$1 billion attack heralds new era of cyber risk

$1 billion attack heralds new era of cyber risk | Insurance Business

$1 billion attack heralds new era of cyber risk
In what is being called the Ocean’s Eleven of cyber crime, a syndicate of international hackers have stolen over an estimated US$1 billion from more than 100 banks across the world.

The sophisticated attack has been running for over two years, and poses a continued threat for the financial services industry, and is said to usher in a “new and disturbing trend” in cyber crime and risk.

Kaspersky Lab, a global cyber security firm, detected the hack and produced a detailed report on the cyber activity of the hackers.

In a report produced by the company, they noted that while cyber attacks on banks are nothing new, they are “almost always” directed at customers, such as credit card fraud, never the institutions themselves.

“This time attackers are targeting financial entities directly in an unprecedented, determined, highly professional and coordinated attack, and using any means from the target to cash as much money out as possible, up to an apparently auto-imposed limit.”

Between one and nine IP addresses were attacked by the hackers in Australia, according to the detailed the report.

Emma Osgood, senior underwriter of financial lines with AIG Australia said the latest attacks serve as another reminder that cyber risk is real and it is here to stay.

“I think this serves to reinforce the fact that cyber risk is not going away any time soon and businesses need to turn their minds towards managing this exposure.

“As Insurers, this creates opportunities but we need to ensure our offering is kept relevant in light of the ever evolving threat landscape."

Losses per attacked bank “range from $2.5 million to approximately $10 million.,” according to the Kaspersky Lab report which noted that “total financial losses could be as a high as $1 billion, making this by far the most successful criminal cyber campaign we have ever seen.”

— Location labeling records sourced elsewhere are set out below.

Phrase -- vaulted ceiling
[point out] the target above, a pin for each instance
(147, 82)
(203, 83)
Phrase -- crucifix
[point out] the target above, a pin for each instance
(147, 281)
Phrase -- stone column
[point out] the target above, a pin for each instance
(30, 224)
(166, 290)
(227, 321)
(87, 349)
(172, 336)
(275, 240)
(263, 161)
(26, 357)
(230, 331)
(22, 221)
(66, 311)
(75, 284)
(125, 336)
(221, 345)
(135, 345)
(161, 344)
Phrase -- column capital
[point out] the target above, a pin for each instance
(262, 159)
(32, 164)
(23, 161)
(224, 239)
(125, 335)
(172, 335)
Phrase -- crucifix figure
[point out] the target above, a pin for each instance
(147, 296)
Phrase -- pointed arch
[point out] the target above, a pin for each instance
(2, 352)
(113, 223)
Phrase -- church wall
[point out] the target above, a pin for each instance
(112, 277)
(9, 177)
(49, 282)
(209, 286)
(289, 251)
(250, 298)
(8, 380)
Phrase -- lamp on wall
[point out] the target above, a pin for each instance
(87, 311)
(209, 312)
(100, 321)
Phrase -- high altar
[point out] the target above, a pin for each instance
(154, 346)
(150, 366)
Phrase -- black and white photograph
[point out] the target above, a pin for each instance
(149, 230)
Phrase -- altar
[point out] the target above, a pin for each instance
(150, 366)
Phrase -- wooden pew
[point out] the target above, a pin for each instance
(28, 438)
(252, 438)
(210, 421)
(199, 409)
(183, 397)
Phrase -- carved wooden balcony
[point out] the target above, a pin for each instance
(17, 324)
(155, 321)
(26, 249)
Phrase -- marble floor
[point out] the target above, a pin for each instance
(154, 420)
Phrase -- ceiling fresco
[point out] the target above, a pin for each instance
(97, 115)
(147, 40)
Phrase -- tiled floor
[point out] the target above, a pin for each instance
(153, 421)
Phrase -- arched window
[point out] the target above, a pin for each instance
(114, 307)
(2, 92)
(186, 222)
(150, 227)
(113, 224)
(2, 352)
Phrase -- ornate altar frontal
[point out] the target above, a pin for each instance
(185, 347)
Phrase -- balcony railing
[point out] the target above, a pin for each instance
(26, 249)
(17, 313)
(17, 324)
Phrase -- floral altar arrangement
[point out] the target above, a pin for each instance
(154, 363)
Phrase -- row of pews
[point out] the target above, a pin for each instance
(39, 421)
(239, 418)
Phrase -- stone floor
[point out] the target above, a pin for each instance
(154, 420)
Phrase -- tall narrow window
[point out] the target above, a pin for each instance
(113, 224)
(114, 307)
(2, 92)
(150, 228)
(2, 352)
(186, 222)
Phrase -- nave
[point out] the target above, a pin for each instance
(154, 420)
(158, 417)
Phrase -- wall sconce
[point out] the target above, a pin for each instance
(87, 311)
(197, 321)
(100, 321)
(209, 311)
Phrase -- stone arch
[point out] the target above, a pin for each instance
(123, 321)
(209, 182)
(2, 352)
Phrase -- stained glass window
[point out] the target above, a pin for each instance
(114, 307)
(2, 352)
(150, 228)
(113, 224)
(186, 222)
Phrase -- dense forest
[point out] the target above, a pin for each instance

The group would access bank networks with their software and wait for four months at a time until they could learn the bank transfer system and then transfer money to their own accounts without arousing suspicion.

The state-of-the-art attacks also incorporated a method of hacking into an ATM so it dispenses money at a certain time voluntarily, allowing the hackers to simply stand at the ATM and wait.

The report stresses that this threat has not yet been dealt with and the attackers, thought to be based in China, Russia and across Europe, are looking for more victims.

“Telemetry indicates that the attackers are expanding operations to other regions, such as Asia, the Middle-East, Africa and Europe.”